É pelo menos a ideia ferrenhamente defendida por um punhado de admiradores, espalhados um pouco por todo o lado, mas que talvez não sejam assim tantos. Compreender a obra de Carpenter - uma obra, admite-se, "furtiva" - é preciso. O que se segue é uma tentativa ludicamente didáctica (ou didacticamente lúdica) de apontar algumas razões - entre muitas outras possíveis - por que as 20 longas-metragens de John Carpenter nos parecem compôr uma das obras mais estimulantes e desafiantes das últimas décadas.

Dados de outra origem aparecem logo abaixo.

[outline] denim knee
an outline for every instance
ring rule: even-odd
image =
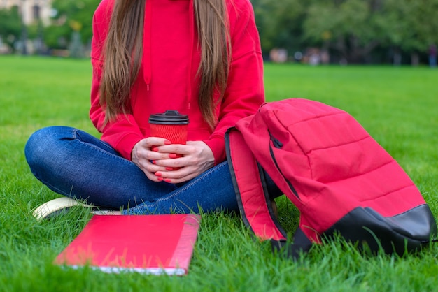
[[[31,170],[36,175],[38,169],[48,159],[53,160],[55,152],[59,150],[59,130],[64,131],[68,127],[49,126],[41,129],[27,140],[24,146],[24,156]]]

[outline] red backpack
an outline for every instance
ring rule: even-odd
[[[419,249],[435,218],[400,165],[347,112],[301,98],[265,103],[225,135],[240,212],[275,249],[286,233],[274,214],[263,170],[300,212],[296,258],[322,238],[341,236],[376,251]]]

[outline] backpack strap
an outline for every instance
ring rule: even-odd
[[[234,128],[225,133],[225,149],[243,222],[262,240],[285,241],[286,233],[274,215],[263,170]]]
[[[277,252],[294,261],[297,261],[299,256],[309,251],[312,246],[312,242],[299,227],[294,234],[292,244],[289,244],[286,240],[271,240],[272,252]]]
[[[225,133],[225,149],[236,198],[245,225],[262,240],[269,240],[273,252],[294,260],[312,247],[311,241],[298,228],[293,244],[288,242],[286,232],[278,221],[264,172],[257,162],[243,136],[235,128]]]

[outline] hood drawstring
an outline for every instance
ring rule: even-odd
[[[152,34],[152,0],[146,0],[143,27],[143,78],[149,91],[152,78],[151,34]]]
[[[187,107],[188,110],[190,110],[190,101],[192,99],[192,64],[193,63],[193,47],[195,45],[195,9],[193,8],[193,0],[190,0],[189,3],[189,28],[190,30],[190,61],[189,62],[188,80],[187,86]]]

Com "Fantasmas de Marte", Carpenter assina a 20ª longa metragem de uma obra iniciada em 1974 com "Dark Star". Alguns desses vinte títulos foram grandes sucessos de bilheteira ("Halloween", de 1978, por exemplo), outros grandes fracassos. Quase todos, pelas mais diversas razões, se tornaram objecto de cultos particulares. Em conjunto, a obra de Carpenter aparece hoje como uma coisa subterrânea, espécie de inconsciente dos últimos 30 anos do cinema americano - e de vez em quando salta cá para fora e revela-se, numa mescla de assombração poética e exercício prático de crítica.
A coerência.
Não é forçosamente o valor essencial de obra nenhuma, mas a coerência da de Carpenter é impressionante. Mesmo nos seus filmes menos pessoais (os daquele período dos anos 80 em que se deixou enredar pela máquina dos grandes estúdios) há um método e um olhar. A definição de "autor" segundo Carpenter: "um artista que sabe mostrar em cada um dos seus trabalhos o seu próprio ponto de vista e os seus próprios interesses temáticos, independentemente dos detalhes da produção (actores, argumento, produtores, orçamento, etc)". Há quase 30 anos que é isso que ele faz, com muito ou pouco dinheiro, com histórias de fantasmas ou de extra-terrestres. Ou, como Carpenter também diz, "o importante é atravessar as aparências e saber ver o coração do filme".
O culto do género.
São muitos os vínculos de Carpenter ao cinema clássico americano. De entre todos eles, ressalta o culto dos géneros e dos seus respectivos códigos - muito provavelmente, é o último "cineasta de género" em actividade no cinema americano, e um dos poucos capazes de dar ao termo "género" um sentido contemporâneo. O "terror" e a "ficção científica" são os genéros que, em aparência, dominam a sua obra. Mas no "coração" de muitos dos seus filmes está o "western", cujos códigos se sobrepoem subtilmente aos do "terror" e da "fc". Até nos detalhes: em "Fantasmas de Marte" há comboios, "saloons", minas, localidades com nomes como Shining Canyon, tribos de índios, etc...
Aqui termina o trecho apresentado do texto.